= BYD ESS =

BYD Energy Storage System (BYD ESS) is independently developed by the Chinese company BYD who begun with its battery manufacture business but later expands to diverse fields like new energy, EV etc., including energy type and power type. The energy type system can discharge for a long time, while the power type can supply big power for a short time. BYD Energy Storage System can realize, as the company announced, the function as below:frequency regulation, substation grid support, distributed energy storage system (DESS), PV/Wind integration, commercial energy management etc.

== Applications ==
- China's National Wind and Solar Energy Storage and Transmission Demonstration Project.
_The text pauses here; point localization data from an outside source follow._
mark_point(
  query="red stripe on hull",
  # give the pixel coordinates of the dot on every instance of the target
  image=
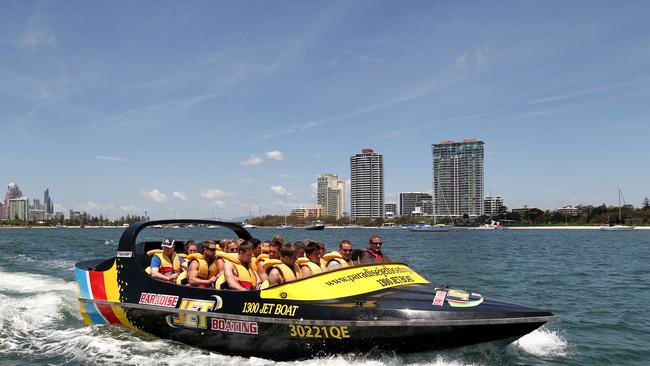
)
(99, 293)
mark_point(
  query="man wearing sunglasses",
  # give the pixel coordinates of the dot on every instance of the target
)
(202, 270)
(374, 254)
(339, 258)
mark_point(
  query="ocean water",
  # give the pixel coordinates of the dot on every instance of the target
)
(597, 283)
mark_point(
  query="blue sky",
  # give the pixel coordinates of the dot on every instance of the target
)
(190, 107)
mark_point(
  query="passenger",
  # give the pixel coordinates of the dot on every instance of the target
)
(300, 249)
(166, 264)
(279, 238)
(310, 264)
(190, 248)
(231, 247)
(323, 251)
(238, 272)
(340, 258)
(202, 271)
(283, 270)
(374, 254)
(257, 248)
(274, 253)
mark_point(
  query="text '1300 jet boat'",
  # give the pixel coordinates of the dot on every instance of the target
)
(353, 309)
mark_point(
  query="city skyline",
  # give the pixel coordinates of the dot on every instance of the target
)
(126, 108)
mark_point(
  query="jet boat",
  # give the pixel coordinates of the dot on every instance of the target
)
(353, 309)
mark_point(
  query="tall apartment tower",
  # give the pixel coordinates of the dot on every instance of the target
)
(12, 192)
(408, 201)
(458, 178)
(48, 206)
(367, 185)
(330, 194)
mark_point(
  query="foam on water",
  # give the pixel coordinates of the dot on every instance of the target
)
(543, 343)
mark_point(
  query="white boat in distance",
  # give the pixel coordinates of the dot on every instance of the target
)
(390, 226)
(494, 225)
(422, 226)
(617, 227)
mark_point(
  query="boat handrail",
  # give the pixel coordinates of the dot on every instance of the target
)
(130, 234)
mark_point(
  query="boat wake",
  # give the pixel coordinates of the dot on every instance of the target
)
(543, 343)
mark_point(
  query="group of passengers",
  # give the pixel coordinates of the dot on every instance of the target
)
(250, 264)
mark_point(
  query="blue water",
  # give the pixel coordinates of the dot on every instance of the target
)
(597, 283)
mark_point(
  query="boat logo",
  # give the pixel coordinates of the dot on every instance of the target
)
(125, 254)
(439, 299)
(148, 298)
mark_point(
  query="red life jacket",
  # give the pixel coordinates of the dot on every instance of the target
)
(378, 256)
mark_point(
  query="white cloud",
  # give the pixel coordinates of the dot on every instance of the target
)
(180, 195)
(252, 160)
(280, 191)
(109, 158)
(275, 155)
(129, 208)
(154, 195)
(213, 193)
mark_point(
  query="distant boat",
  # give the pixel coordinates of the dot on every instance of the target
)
(316, 225)
(618, 227)
(493, 225)
(284, 226)
(422, 226)
(390, 226)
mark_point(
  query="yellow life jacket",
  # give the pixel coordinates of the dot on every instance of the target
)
(285, 271)
(167, 265)
(243, 274)
(304, 261)
(260, 259)
(335, 256)
(205, 271)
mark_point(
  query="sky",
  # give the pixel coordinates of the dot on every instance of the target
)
(204, 108)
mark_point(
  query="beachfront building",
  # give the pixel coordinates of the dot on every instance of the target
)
(12, 192)
(330, 194)
(458, 178)
(493, 206)
(307, 213)
(569, 211)
(390, 210)
(415, 204)
(18, 208)
(367, 185)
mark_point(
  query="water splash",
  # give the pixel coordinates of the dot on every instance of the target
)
(543, 343)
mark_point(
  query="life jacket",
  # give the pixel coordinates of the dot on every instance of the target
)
(379, 257)
(167, 265)
(304, 261)
(261, 258)
(285, 271)
(205, 270)
(335, 256)
(246, 277)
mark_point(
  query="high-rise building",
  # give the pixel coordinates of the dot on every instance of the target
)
(493, 206)
(458, 178)
(48, 205)
(331, 195)
(390, 209)
(367, 185)
(410, 201)
(12, 192)
(18, 208)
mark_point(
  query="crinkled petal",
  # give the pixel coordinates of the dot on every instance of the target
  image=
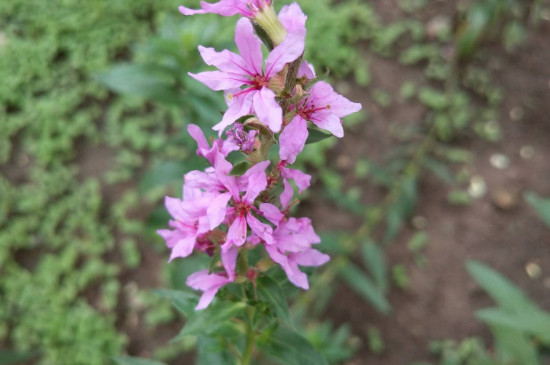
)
(287, 194)
(271, 213)
(267, 109)
(219, 80)
(293, 139)
(236, 234)
(229, 260)
(301, 179)
(216, 210)
(250, 47)
(292, 271)
(262, 230)
(225, 60)
(256, 184)
(293, 18)
(239, 106)
(209, 284)
(255, 169)
(325, 119)
(175, 208)
(288, 51)
(323, 95)
(309, 257)
(307, 70)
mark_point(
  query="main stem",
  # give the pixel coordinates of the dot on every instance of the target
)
(250, 334)
(250, 337)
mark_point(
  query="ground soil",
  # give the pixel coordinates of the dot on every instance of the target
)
(442, 298)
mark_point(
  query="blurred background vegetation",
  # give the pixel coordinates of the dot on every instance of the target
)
(94, 101)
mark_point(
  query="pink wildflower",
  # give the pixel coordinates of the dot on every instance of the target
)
(236, 71)
(324, 108)
(246, 8)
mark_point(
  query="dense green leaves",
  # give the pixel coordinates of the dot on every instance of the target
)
(270, 291)
(126, 360)
(288, 347)
(356, 279)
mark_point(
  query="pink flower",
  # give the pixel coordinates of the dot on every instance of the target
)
(209, 284)
(292, 240)
(229, 7)
(242, 140)
(324, 108)
(236, 71)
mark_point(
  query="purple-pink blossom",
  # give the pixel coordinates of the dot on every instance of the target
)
(324, 108)
(247, 70)
(247, 8)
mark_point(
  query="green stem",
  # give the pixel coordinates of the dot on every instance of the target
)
(250, 337)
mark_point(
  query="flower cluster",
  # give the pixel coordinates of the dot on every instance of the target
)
(224, 211)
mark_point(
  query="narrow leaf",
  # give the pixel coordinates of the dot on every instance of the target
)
(270, 291)
(541, 206)
(126, 360)
(290, 348)
(503, 292)
(315, 135)
(374, 260)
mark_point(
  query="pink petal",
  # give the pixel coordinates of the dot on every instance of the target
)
(175, 208)
(292, 271)
(236, 234)
(287, 194)
(218, 80)
(293, 18)
(324, 95)
(325, 119)
(229, 260)
(216, 210)
(267, 109)
(208, 283)
(306, 70)
(309, 257)
(293, 139)
(197, 134)
(183, 248)
(271, 213)
(239, 107)
(262, 230)
(256, 184)
(250, 47)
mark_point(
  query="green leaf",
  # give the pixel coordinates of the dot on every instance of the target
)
(211, 352)
(541, 206)
(270, 291)
(363, 285)
(240, 168)
(211, 319)
(11, 357)
(535, 323)
(374, 260)
(503, 292)
(315, 135)
(290, 348)
(126, 360)
(185, 302)
(146, 81)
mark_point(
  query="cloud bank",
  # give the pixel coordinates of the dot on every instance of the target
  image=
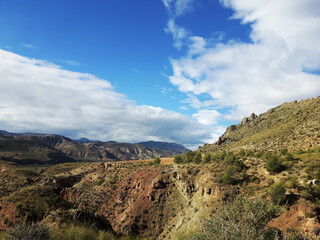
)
(40, 96)
(278, 65)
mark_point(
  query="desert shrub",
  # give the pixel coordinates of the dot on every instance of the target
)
(157, 161)
(277, 193)
(230, 158)
(293, 182)
(229, 175)
(283, 151)
(273, 164)
(258, 154)
(241, 153)
(289, 157)
(220, 156)
(197, 158)
(100, 181)
(188, 156)
(178, 159)
(249, 153)
(243, 218)
(299, 151)
(35, 231)
(207, 158)
(113, 179)
(81, 233)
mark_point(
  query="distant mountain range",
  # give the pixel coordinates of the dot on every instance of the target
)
(292, 125)
(34, 148)
(165, 146)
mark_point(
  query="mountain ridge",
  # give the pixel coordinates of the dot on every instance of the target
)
(49, 148)
(292, 125)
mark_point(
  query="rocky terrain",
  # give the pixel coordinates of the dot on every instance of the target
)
(179, 149)
(53, 149)
(275, 156)
(294, 125)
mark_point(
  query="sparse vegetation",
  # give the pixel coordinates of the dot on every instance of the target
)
(243, 218)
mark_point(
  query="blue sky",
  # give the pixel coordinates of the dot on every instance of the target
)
(190, 66)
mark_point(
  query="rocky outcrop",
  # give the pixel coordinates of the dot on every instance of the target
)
(55, 149)
(293, 125)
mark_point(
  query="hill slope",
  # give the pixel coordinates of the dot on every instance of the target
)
(165, 146)
(294, 125)
(40, 148)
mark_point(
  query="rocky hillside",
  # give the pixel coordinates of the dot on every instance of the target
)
(178, 148)
(294, 125)
(52, 149)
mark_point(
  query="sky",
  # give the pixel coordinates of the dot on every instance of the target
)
(163, 70)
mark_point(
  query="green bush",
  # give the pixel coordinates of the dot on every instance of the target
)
(242, 153)
(35, 231)
(178, 159)
(229, 175)
(197, 158)
(277, 193)
(289, 157)
(157, 161)
(283, 151)
(207, 158)
(242, 219)
(273, 164)
(188, 156)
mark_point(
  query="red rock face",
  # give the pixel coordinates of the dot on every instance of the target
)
(131, 207)
(297, 218)
(70, 194)
(8, 215)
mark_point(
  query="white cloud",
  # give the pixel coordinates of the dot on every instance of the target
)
(42, 97)
(253, 77)
(184, 108)
(178, 7)
(207, 117)
(28, 45)
(73, 63)
(179, 34)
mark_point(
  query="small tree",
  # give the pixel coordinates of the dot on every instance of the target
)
(177, 159)
(242, 153)
(207, 158)
(274, 165)
(197, 158)
(157, 161)
(188, 156)
(243, 218)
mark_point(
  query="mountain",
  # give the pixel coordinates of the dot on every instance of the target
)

Built in conjunction with a 140-megawatt wind- and solar-energy project in Zhangbei, this station is said as the "world's largest battery energy storage station." Hebei Province, the first phase investment of this project is worth over $500M USD (RMB~3.3 billion) and BYD's role in the project is primarily providing iron-phosphate batteries which offer 20-year service life theoretically, in arrays larger than football fields.
Capacity; 6 MW/36 MWh

Location; Zhangbei, Hebei, China

Operation Time; Dec. 1st, 2011

- China Southern Power Grid's Battery Energy Storage Station This ESS project is reckoned as the second-largest utility in the world, finished its construction in September, 2011, using battery technology supplied by BYD Energy.

Capacity; 3 MW/12 MWh

Location; Shenzhen, China

Operation Time; September, 2011

- BYD's 1MW Energy Storage Station in its China-based HQ

Capacity; 1 MW/4 MWh

Location; BYD Headquarters, Shenzhen, China

Operation Time; July, 2009

In addition, one 2 mW/4mwh Chevron Micro-Grid ESS and some other projects are said to have been established during past few years, yet lack of full media reports online and offline and no clear official release from BYD.